Considérant que la durée d’un projet véhicule est de l’ordre de quelques années, le T2M est alors un instrument fondamental utilisé par le management pour gagner des parts de marché, voire tout simplement les conserver (… et pouvoir survivre !).
Savoir se positionner sur un marché implique d’avoir analysé les produits de la concurrence. Or un projet véhicule peut devoir être lancé sans pour autant que les produits concurrents soient déjà en vente, donc avec une prise de risque nécessaire sur ce que vont être leurs caractéristiques. Le principal risque est alors un décalage du positionnement visé, avec pour conséquences soit une moindre volumétrie des ventes, soit des surcoûts et/ou retards pour repositionner le véhicule.
L’électrification des véhicules est l’innovation montante. De nouvelles contraintes naissent de facto, créant de nouveaux risques pour ces projets en termes de délais et de coûts, et donc de respect du T2M demandé par le marketing et le commerce. En effet, les constructeurs peuvent très difficilement concevoir de nouveaux véhicules électriques dans un objectif T2M « court » (i.e. 2 à 3 ans), ils passent par une phase de transition qui consiste en l’adaptation de leurs plateformes existantes.
En exemple, le cas des batteries : l’ajout de batteries de plusieurs centaines de kilos augmentent la masse, or il faut avoir une autonomie « suffisante », mais augmenter le poids réduit aussi l’autonomie …,et, augmente l’inertie du véhicule, donc réduit aussi la sécurité en cas de choc, … Il y a un travail d’ingénierie significatif pour trouver des solutions intelligentes, et bien entendu, dans le respect d’un objectif économique impératif. La contradiction de toutes ces contraintes sécuritaires, économiques et de performances créent des risques sur le QCDP que le T2M affiché vient aggraver.

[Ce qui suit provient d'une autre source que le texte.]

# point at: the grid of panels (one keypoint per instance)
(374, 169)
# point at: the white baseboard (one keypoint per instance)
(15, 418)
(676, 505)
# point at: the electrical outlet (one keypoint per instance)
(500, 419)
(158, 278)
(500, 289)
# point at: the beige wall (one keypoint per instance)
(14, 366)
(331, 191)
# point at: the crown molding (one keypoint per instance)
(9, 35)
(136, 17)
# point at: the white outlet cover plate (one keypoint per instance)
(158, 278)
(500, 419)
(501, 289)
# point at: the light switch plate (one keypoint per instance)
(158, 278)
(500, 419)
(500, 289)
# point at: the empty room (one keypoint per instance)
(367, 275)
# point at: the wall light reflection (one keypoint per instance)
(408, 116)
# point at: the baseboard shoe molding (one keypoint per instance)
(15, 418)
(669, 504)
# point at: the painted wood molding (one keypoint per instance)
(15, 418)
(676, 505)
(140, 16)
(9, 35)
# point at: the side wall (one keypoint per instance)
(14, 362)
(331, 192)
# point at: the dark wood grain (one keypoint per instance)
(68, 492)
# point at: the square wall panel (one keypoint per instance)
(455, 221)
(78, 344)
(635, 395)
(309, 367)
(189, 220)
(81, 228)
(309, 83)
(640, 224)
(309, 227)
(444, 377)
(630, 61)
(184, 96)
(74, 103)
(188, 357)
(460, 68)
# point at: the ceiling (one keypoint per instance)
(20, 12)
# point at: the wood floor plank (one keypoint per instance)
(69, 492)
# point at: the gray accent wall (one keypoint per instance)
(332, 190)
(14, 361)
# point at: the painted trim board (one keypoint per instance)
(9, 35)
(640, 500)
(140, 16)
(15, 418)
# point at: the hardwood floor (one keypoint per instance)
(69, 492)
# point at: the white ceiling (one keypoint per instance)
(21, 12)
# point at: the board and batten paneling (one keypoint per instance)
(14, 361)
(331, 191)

Respecter les réglementations implique de les anticiper plusieurs années à l’avance. Si les anticiper est relativement aisé en Europe du fait des annonces préventives des autorités compétentes, cela s’avère délicat dans certains pays.

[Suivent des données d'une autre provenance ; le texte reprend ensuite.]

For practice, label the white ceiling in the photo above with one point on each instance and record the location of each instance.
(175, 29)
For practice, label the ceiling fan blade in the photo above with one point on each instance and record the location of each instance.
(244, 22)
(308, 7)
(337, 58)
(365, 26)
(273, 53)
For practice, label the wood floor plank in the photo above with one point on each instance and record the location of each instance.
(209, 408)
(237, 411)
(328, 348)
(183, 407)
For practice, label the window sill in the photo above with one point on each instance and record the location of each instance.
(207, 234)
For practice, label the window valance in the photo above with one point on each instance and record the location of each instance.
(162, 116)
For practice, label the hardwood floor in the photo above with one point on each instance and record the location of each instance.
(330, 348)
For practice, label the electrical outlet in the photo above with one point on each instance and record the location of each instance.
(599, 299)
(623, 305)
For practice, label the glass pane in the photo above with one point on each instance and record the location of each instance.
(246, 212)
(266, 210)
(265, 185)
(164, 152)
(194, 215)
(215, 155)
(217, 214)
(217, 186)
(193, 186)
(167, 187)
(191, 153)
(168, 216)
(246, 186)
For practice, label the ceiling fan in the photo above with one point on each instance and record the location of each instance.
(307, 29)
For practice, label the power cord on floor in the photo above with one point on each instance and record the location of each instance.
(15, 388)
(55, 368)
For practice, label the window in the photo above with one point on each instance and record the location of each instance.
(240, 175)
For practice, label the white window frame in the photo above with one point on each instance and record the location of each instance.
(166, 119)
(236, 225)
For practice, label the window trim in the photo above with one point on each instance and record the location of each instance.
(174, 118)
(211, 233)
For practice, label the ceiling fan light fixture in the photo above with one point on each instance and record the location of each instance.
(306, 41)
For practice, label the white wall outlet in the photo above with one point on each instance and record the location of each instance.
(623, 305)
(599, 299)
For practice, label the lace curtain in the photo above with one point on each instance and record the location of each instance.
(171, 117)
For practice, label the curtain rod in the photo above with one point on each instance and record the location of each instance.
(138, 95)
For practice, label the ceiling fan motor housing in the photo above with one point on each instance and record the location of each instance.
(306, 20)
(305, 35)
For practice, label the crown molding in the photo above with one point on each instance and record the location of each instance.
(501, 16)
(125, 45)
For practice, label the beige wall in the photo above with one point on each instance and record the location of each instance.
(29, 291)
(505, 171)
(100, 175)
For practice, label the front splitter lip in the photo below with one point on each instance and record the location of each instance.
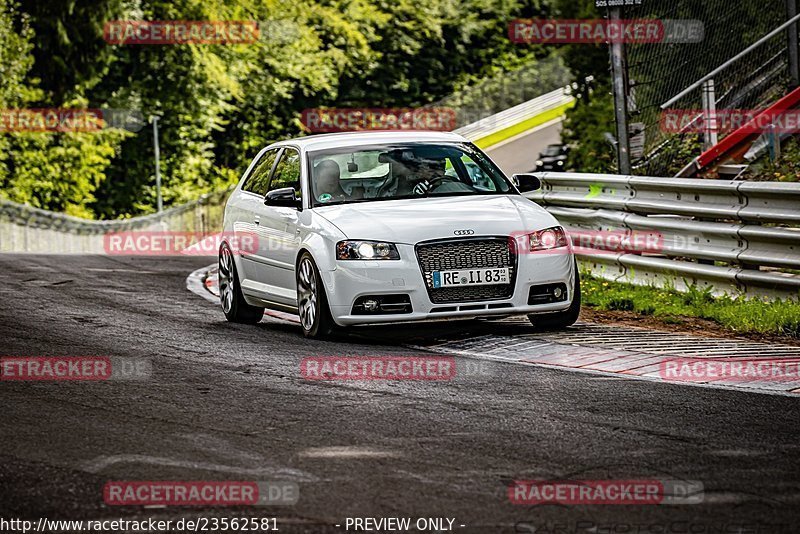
(416, 317)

Nous connaissons déjà bien le protectionnisme américain armé de réglementations arbitraires ad hoc. Mais c’est la Chine qu’il faut regarder aujourd’hui car c’est le marché le plus prometteur. Les constructeurs doivent s’y positionner et proposer à court/moyen termes des véhicules propres suivant des quotas … susceptibles d’évolutions rapides importantes ! De plus, la réglementation chinoise n’est pas toujours très anticipable, avec des durcissements potentiels, la Chine voulant à la fois importer de la technologie et développer ses propres marques. L’engagement du T2M induit des risques en termes de complexités technologiques, juridiques, organisationnelles, … dans la conception, l’ingénierie et l’industrialisation des véhicules. Du point de vue juridique, les constructeurs vont devoir travailler en « Joint Venture » avec les constructeurs locaux, s’adapter à la réglementation locale (mouvante …), utiliser les moyens locaux qui sont hors de leurs standards, … autant d’incertitudes qui génèrent des risques de retards et de surcoûts pour la cible T2M.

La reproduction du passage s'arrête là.